When my oldest was four, she had five or six full-blown tantrums a day, ugly scenes in which she would lie on the floor kicking, screaming, and lashing out at me. To improve her behavior, I did try everything. I tried time-outs. I tried taking privileges and favorite toys away. I tried positive reinforcement and I tried bribery. I tried ignoring her. I tried negative reinforcement and I tried discussion. Nothing worked. I wondered if my daughter had a disorder that made her this way. I had her evaluated by school personnel and asked my doctor about her. They assured me she did not fit any diagnosis. I felt desperate and alone.

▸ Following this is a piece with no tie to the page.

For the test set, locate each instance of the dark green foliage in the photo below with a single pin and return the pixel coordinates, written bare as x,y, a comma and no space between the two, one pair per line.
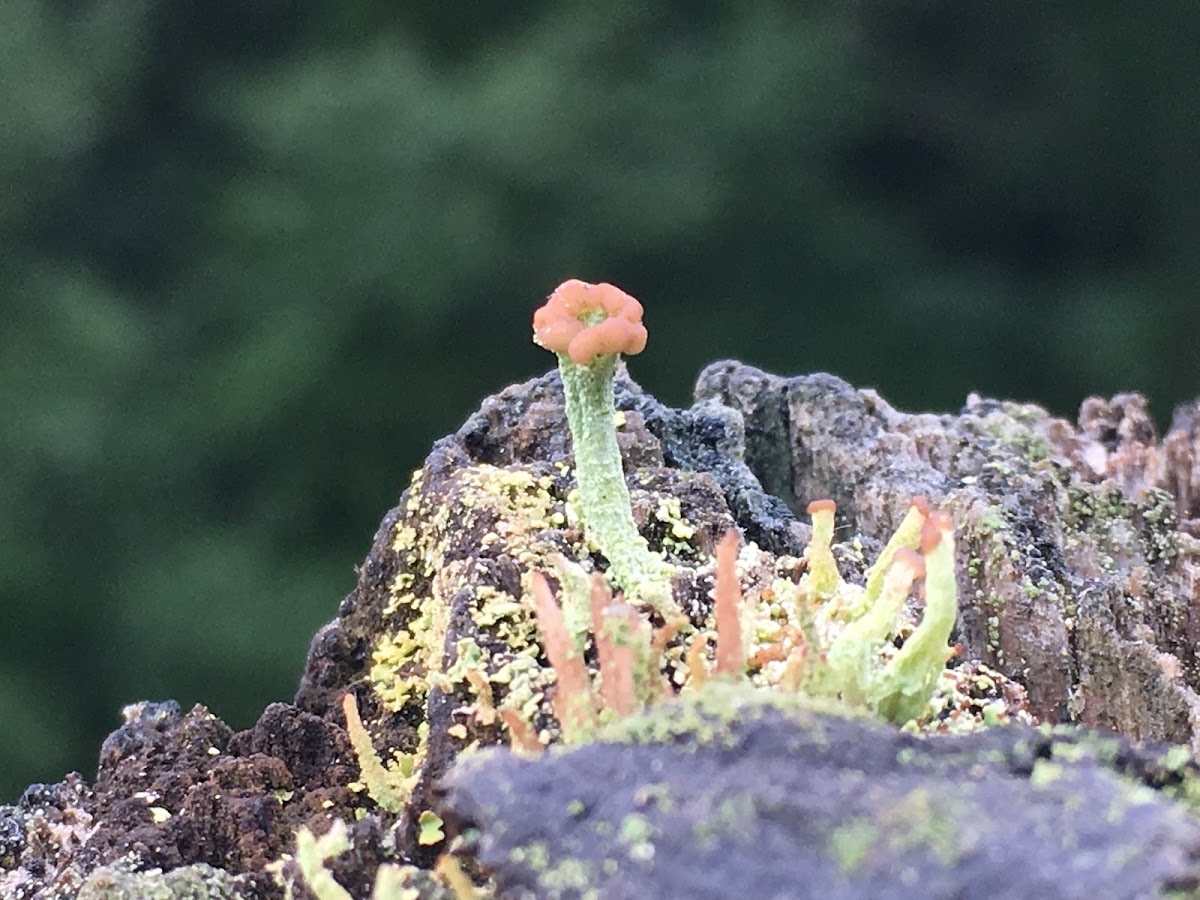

Then I learned I wasn’t alone. I was surfing on the Internet and came across a message board for parents of “Spirited Kids.” The parents there were talking about kids just like mine. “It can be isolating having a spirited child,” says Deborah Shafritz, leader of that message board, parent educator, and mother. “It’s great to know that you’re not the only one. It’s comforting and empowering, and it makes you feel like you’re not a bad parent.”
This supportive group of parents also introduced me to the books by Mary Sheedy Kurcinka, entitled Raising Your Spirited Child and its companion workbook, as well as Kids, Parents, and Power Struggles. By reading these books and others, I learned that my daughter wasn’t just bratty, ADD, or hyperactive. She was “spirited.”